Technology enabled by the steam engine, the electricmotor, the microprocessor, the Internet and many other scientific and engineering breakthroughs has long been replacing humans in jobs that mostly involve objective and routine tasks. Automation has also improved the performance efficiency and reliability of such tasks (and of the humans carrying them out) immensely. In this regard, AI is no different, yet it may speed up the rate of disruption of jobs that involve well-defined and measurable resources, priorities and outcomes.

figure a

In medicine, AI has for the most part been applied to the interpretation of medical images, as these offer the ‘hard’ data and well-defined problems that the algorithms are well suited for. The diagnostic performance of AI has been tested most prominently in ophthalmology, because of the widely available and easy-to-obtain retinal images and the well-defined standards for the diagnosis of eye diseases. Most recently, a deep-learning algorithm classified age-related macular degeneration and diabetic retinopathy from optical coherence tomography images of the retina1. Both of these eye conditions and others (such as glaucoma and macular oedema), have also been automatically assessed by deep learning trained on fundus images2,3,4 (a retinal fundus image is a photograph of the internal surface at the back of the eye). In all these tests, the algorithms, which had been trained on hundreds of thousands of medically labelled images, performed on par with teams of human ophthalmologists and better than many individual experts when validated with thousands or hundreds of thousands of images.
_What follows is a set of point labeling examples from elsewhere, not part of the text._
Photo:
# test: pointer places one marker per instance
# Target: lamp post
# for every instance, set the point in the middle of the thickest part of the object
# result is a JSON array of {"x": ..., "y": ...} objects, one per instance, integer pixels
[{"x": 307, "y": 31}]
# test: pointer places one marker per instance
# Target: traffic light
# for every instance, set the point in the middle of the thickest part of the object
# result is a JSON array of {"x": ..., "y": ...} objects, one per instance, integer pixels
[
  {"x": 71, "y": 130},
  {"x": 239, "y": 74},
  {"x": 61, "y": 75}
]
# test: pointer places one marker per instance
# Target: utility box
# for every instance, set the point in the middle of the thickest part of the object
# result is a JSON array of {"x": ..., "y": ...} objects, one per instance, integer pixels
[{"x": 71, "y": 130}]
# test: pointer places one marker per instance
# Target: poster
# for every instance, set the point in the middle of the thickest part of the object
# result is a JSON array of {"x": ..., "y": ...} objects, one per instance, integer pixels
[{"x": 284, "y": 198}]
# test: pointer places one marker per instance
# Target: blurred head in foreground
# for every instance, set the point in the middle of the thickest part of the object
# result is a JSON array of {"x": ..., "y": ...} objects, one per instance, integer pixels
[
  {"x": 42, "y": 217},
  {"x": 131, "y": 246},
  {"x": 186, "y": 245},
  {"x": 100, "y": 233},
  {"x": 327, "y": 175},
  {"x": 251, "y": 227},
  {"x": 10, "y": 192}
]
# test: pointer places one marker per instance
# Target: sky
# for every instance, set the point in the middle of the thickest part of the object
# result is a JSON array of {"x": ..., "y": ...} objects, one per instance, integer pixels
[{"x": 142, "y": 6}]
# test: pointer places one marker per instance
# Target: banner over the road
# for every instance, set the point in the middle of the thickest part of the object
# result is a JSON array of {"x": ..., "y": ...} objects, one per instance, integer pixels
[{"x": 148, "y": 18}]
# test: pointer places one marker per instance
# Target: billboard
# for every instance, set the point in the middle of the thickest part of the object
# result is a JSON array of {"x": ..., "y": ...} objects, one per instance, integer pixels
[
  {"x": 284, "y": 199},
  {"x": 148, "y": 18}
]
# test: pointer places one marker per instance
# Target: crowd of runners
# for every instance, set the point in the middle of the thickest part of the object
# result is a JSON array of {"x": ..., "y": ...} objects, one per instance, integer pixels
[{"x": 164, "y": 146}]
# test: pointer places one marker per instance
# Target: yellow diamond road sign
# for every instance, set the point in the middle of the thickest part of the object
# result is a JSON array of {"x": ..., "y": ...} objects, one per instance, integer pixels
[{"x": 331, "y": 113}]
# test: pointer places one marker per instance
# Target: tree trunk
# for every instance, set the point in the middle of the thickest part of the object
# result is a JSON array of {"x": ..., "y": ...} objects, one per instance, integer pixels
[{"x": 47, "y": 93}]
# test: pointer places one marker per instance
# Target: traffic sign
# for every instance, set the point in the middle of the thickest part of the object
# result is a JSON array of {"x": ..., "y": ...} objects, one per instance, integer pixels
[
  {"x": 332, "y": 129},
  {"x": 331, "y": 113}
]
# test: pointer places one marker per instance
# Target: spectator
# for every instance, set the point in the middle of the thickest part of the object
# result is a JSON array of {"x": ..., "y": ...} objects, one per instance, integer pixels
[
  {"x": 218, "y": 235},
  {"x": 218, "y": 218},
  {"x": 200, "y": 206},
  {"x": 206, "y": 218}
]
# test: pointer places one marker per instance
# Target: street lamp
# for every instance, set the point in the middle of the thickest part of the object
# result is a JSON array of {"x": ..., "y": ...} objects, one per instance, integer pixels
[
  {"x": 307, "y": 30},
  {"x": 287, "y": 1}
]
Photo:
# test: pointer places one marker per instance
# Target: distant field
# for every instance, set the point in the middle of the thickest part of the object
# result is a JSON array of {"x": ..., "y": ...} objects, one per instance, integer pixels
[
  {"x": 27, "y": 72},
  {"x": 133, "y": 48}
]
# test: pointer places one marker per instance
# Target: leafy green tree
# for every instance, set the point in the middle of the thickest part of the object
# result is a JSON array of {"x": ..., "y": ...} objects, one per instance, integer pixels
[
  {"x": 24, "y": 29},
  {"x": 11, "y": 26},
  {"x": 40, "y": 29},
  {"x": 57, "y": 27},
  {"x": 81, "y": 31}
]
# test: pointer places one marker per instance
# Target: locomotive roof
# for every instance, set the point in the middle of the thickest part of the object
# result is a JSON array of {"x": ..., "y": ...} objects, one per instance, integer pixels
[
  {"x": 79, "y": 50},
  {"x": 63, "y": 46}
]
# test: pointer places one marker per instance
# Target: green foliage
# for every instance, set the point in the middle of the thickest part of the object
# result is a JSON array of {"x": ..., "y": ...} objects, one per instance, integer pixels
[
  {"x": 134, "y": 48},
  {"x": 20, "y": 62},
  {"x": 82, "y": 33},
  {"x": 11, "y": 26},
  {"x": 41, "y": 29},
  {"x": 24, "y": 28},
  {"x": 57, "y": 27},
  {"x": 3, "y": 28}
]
Notably, for some pattern-recognition tasks, deep learning can also perform well when data are scarce: a few hundred fundus images were sufficient for training a deep-learning convolutional neural network to identify congenital cataracts (a rare disease) as accurately as individual experts did in a prospective phase-I clinical trial5.

Remarkably, AI can also use fundus images to predict the risk for heart attack or stroke. As described in an Article published in this issue, Lily Peng and colleagues show that deep-learning algorithms trained solely with fundus images from over 280,000 patients from two independent datasets could discriminate with 70% accuracy, as shown with a validation set of nearly 12,000 patients without a previous cardiac event, whether a patient had suffered a major adverse cardiovascular event within 5 years of retinal imaging. Such accuracy is slightly superior to risk predictions on the basis of age only (66%) and systolic blood pressure only (66%), and also comparable to predictions on the basis of age, systolic blood pressure, body-mass index, gender and whether the patient is a current smoker (72%), and to predictions from a cardiovascular disease risk calculator that uses total-cholesterol levels obtained from a blood test (72%). As noted by Daniel Shu Wei Ting and Tien Yin Wong in an accompanying News & Views article, the potential of using fundus images for the prediction of the risk of cardiovascular disease using deep learning lies in the ability to replace risk factors (such as total-cholesterol levels) measured via blood draw. Importantly, the algorithm predicted the cardiovascular risk factors from the fundus images with unexpectedly high accuracy: age within approximately 3 to 4 years, systolic blood pressure within 11 mmHg, body-mass index within roughly 3 units, and gender and current smoking status with, respectively, 97% and 71% accuracy.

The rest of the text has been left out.